PARIS, May 30 (Reuters) – Japan’s SoftBank Group will invest €45 billion over the next five years in a push to build up artificial intelligence infrastructure in France, the company announced on Saturday.
SoftBank said the investment, described as the biggest of its kind so far in Europe, would be made in the northern Hauts-de-France region and deliver 3.1 GW of capacity.
The investment plans are due to be formally announced on Monday at the annual Choose France business conference.

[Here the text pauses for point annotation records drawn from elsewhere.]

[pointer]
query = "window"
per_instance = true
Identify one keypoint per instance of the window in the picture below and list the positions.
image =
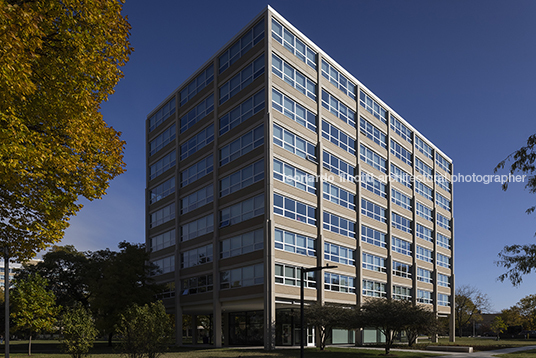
(424, 297)
(293, 44)
(423, 190)
(198, 113)
(163, 240)
(442, 202)
(293, 110)
(338, 166)
(195, 257)
(372, 236)
(199, 284)
(401, 293)
(374, 289)
(241, 46)
(290, 275)
(162, 140)
(197, 228)
(338, 196)
(338, 225)
(242, 178)
(242, 112)
(424, 169)
(242, 244)
(162, 114)
(338, 137)
(423, 147)
(424, 212)
(294, 210)
(242, 277)
(197, 142)
(162, 215)
(165, 265)
(162, 165)
(370, 131)
(442, 182)
(294, 144)
(424, 254)
(443, 241)
(339, 283)
(242, 79)
(442, 163)
(443, 280)
(400, 199)
(424, 233)
(443, 222)
(293, 176)
(197, 84)
(443, 261)
(373, 211)
(372, 158)
(401, 129)
(340, 254)
(373, 263)
(338, 80)
(293, 77)
(401, 246)
(339, 109)
(198, 199)
(401, 269)
(401, 176)
(443, 300)
(401, 223)
(197, 170)
(369, 182)
(424, 275)
(242, 211)
(242, 145)
(372, 107)
(162, 190)
(295, 243)
(401, 153)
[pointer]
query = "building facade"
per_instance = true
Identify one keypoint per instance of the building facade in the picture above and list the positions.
(272, 157)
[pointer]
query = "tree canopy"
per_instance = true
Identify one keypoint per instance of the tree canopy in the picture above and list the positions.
(58, 61)
(520, 260)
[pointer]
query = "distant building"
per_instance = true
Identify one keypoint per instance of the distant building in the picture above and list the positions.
(254, 169)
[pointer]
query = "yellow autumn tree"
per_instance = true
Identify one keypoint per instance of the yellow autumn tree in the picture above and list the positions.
(58, 61)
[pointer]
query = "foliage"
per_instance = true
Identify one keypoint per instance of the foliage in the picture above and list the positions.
(145, 330)
(469, 304)
(33, 307)
(498, 326)
(520, 260)
(325, 318)
(117, 280)
(59, 60)
(79, 332)
(65, 268)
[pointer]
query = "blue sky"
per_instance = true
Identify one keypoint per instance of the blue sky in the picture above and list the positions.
(462, 72)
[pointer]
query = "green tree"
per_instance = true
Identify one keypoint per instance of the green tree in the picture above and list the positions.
(498, 326)
(325, 318)
(469, 305)
(145, 331)
(520, 260)
(117, 280)
(79, 332)
(59, 60)
(33, 307)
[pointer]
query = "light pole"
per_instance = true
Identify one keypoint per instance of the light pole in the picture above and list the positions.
(303, 271)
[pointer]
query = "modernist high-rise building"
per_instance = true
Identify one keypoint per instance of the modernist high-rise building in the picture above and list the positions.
(273, 157)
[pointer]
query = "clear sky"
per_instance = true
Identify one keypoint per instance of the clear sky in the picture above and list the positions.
(463, 73)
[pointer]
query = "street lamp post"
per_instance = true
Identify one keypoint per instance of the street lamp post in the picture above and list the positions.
(303, 271)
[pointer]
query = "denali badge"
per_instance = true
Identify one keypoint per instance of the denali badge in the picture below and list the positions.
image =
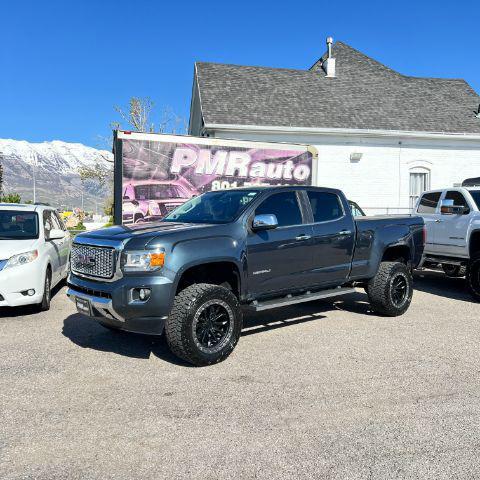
(259, 272)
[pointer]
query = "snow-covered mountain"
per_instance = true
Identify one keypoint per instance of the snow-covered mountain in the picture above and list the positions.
(55, 165)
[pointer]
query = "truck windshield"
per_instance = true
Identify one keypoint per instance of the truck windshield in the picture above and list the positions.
(18, 225)
(476, 196)
(213, 207)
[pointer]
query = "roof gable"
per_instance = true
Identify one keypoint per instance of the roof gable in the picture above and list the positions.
(365, 94)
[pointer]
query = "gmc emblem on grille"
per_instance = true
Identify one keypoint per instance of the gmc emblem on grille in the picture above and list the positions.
(85, 261)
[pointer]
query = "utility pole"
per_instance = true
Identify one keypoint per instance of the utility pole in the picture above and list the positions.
(34, 165)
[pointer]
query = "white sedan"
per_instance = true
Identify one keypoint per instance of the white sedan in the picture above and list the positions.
(34, 254)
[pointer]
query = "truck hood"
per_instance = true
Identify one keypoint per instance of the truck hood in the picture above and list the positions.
(9, 248)
(142, 231)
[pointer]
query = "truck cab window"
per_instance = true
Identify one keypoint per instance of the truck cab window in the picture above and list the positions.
(284, 206)
(325, 206)
(457, 197)
(428, 202)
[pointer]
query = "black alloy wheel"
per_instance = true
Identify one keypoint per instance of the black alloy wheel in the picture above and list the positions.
(212, 323)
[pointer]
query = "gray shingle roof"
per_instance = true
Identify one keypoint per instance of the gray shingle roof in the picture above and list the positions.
(364, 95)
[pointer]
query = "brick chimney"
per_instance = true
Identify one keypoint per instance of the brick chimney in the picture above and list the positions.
(329, 63)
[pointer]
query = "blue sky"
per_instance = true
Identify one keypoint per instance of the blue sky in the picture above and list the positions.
(65, 64)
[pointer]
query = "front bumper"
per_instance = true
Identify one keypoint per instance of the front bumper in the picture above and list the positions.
(14, 281)
(112, 304)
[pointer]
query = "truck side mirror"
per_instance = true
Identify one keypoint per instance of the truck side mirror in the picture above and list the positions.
(56, 234)
(264, 222)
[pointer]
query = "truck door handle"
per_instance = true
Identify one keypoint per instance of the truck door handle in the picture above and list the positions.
(303, 237)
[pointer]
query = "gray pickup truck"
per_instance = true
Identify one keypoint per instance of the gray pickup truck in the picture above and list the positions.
(194, 273)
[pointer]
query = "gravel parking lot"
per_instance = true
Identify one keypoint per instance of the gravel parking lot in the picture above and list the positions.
(320, 390)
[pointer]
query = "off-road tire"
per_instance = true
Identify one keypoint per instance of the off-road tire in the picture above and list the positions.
(473, 277)
(44, 305)
(454, 271)
(383, 289)
(181, 325)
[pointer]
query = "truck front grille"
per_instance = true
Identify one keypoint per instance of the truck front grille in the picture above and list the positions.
(93, 261)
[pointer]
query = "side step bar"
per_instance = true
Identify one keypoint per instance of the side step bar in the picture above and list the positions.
(293, 299)
(450, 261)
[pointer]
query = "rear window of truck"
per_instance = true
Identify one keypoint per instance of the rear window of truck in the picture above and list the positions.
(428, 202)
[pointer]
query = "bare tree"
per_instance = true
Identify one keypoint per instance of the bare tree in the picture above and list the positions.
(138, 114)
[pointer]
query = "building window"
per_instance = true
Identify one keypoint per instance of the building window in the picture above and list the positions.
(419, 182)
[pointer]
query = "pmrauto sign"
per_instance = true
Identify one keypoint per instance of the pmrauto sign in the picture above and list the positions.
(156, 173)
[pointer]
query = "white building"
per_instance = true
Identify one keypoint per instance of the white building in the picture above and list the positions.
(382, 137)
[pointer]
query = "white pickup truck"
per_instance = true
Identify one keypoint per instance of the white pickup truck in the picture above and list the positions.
(452, 220)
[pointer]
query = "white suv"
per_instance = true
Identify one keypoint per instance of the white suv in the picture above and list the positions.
(34, 254)
(452, 220)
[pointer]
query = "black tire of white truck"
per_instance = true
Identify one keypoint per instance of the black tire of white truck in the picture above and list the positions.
(390, 290)
(473, 277)
(454, 271)
(204, 325)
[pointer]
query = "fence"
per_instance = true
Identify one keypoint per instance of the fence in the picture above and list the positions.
(387, 210)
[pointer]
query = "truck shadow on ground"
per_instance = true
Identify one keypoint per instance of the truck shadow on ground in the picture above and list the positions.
(87, 333)
(437, 283)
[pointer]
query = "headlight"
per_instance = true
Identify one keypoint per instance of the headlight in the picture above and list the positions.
(143, 260)
(21, 259)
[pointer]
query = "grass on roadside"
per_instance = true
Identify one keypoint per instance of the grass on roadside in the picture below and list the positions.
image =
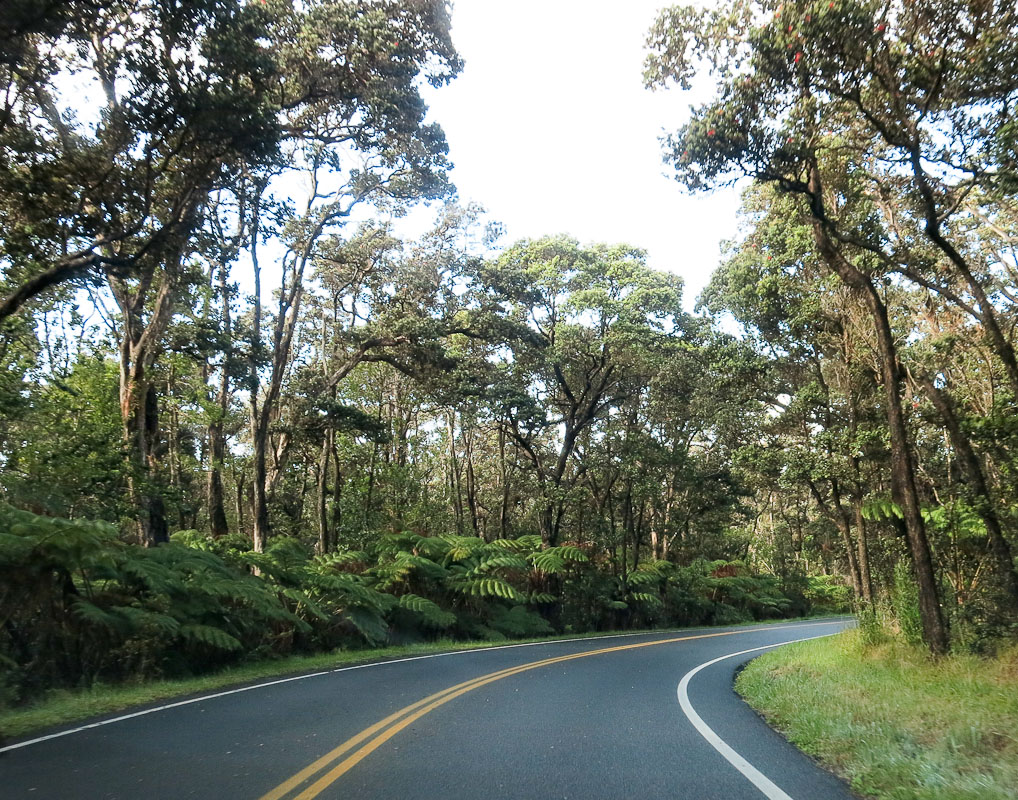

French engineering company Schneider Electric said it would be one of the project’s key partners and equip the sites with its modules without disclosing financials.
Three sites, including one in Dunkirk, are expected to come into operation by 2031.
Additional sites spread across France are planned further down the road, SoftBank said, pushing the overall planned investment sum to €75 billion.
“The fact that the country is a producer and exporter of energy is absolutely decisive for investments in AI infrastructure,” SoftBank founder Masayoshi Son told the paper La Tribune du Dimanche.
State-owned nuclear energy giant EDF is also part of the deal, handing one of its former power plants over to SoftBank to transform the site into a data centre.
The French commitment adds to a global AI infrastructure spending spree by SoftBank. Its investments in AI also include over $30 billion invested in OpenAI so far, for about an 11% stake.
France has been using the Choose France summit to court foreign investors since it was launched by President Emmanuel Macron in 2018.